British mourners are renting “professional sobbers” to blub at funerals to make people believe the deceased was really popular.
For £45 an hour, the fake mourners can be rented to cry for the duration of a funeral service in order to swell the numbers at funerals.
Ian Robertson, the founder of Rent-a-Mourner, in Braintree, Essex, admits the idea may be unfamiliar to the British, although the phenomenon is popular in places such as Asia.
The mourners-for-hire are briefed on the life of the deceased and would be able to talk to friends and relatives as if they really had known their loved one.
Rent-a-Mourner has 20 staff on its books to hire out for funerals, which Mr Robertson said were friends of his rather than professional actors.
He added that they are not required to well up, but are mainly there just to make up the numbers.
“We were actually inspired by the market growth in China,” said Mr Robertson.
“The Middle Eastern way is to provide wailers – crying women – as opposed to the quiet, dignified methods we use.
“Our staff will meet with the client beforehand and agree ‘the story’, so our staff will either have known the deceased professionally or socially.

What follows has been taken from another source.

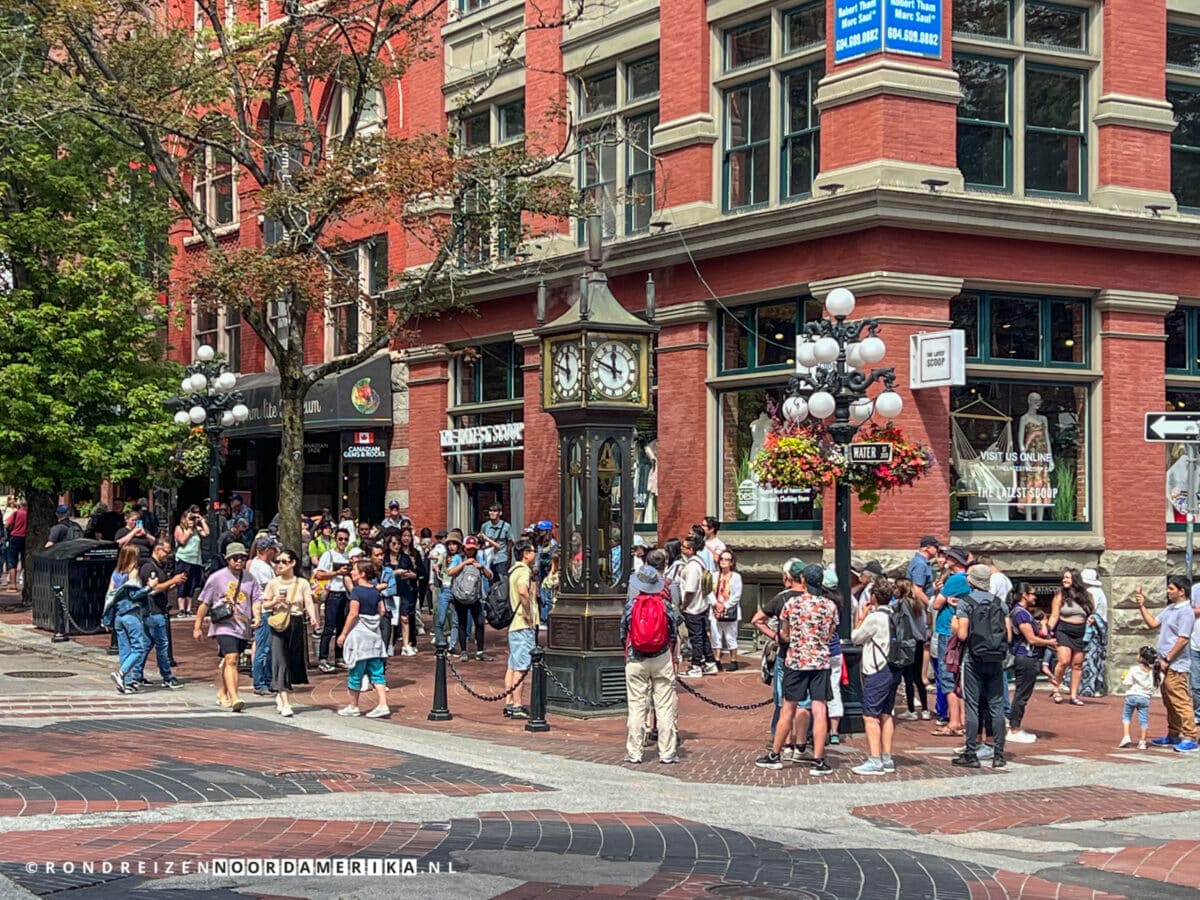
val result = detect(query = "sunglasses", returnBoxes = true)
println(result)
[229,555,248,562]
[336,537,349,542]
[275,559,294,566]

They will be informed of the deceased’s background, achievements, failures etc. so they can converse with other mourners with confidence.”
Mr Robertson set up Rent-a-Mourner in January last year, and said he has had 52 bookings since the company began, with 15 in the first six months.
“It is growing in the UK – our bookings are up 50 per cent year on year,” he said.
He added that his biggest source of his bookings were for funerals in Hull, and has sent staff to 12 funerals there, adding that he could not explain why that area showed the biggest demand.
The company also has plans to expand, after having to turn down more than 60 requests because the funerals were too far away for the fake mourners to get to.
Consumer expert Jasmine Birtles, who conducted the research, believes multi-cultural Britain is experiencing a “cultural shift in the way its mourners say their final farewell.
Birtles, the founder of personal finance site MoneyMagpie.com, said: “Hiring a stranger to weep at a funeral may seem strange, but it’s a deep-seated tradition in the East.
“It’s still a niche market at the moment but demand for professional mourners is increasing year on year as more people from East Asian and Middle Eastern countries move to the UK, bringing their customs with them.
“The rise in popularity shows a cultural shift taking place in how we choose to pay our last respects and like with many other cultural imports, it’s only a matter of time before it crosses over into mainstream culture.”
“At the moment it’s not the sort of thing most people can treat as a career, but if it continues to increase in popularity then crying on demand could soon become a highly-prized skill.”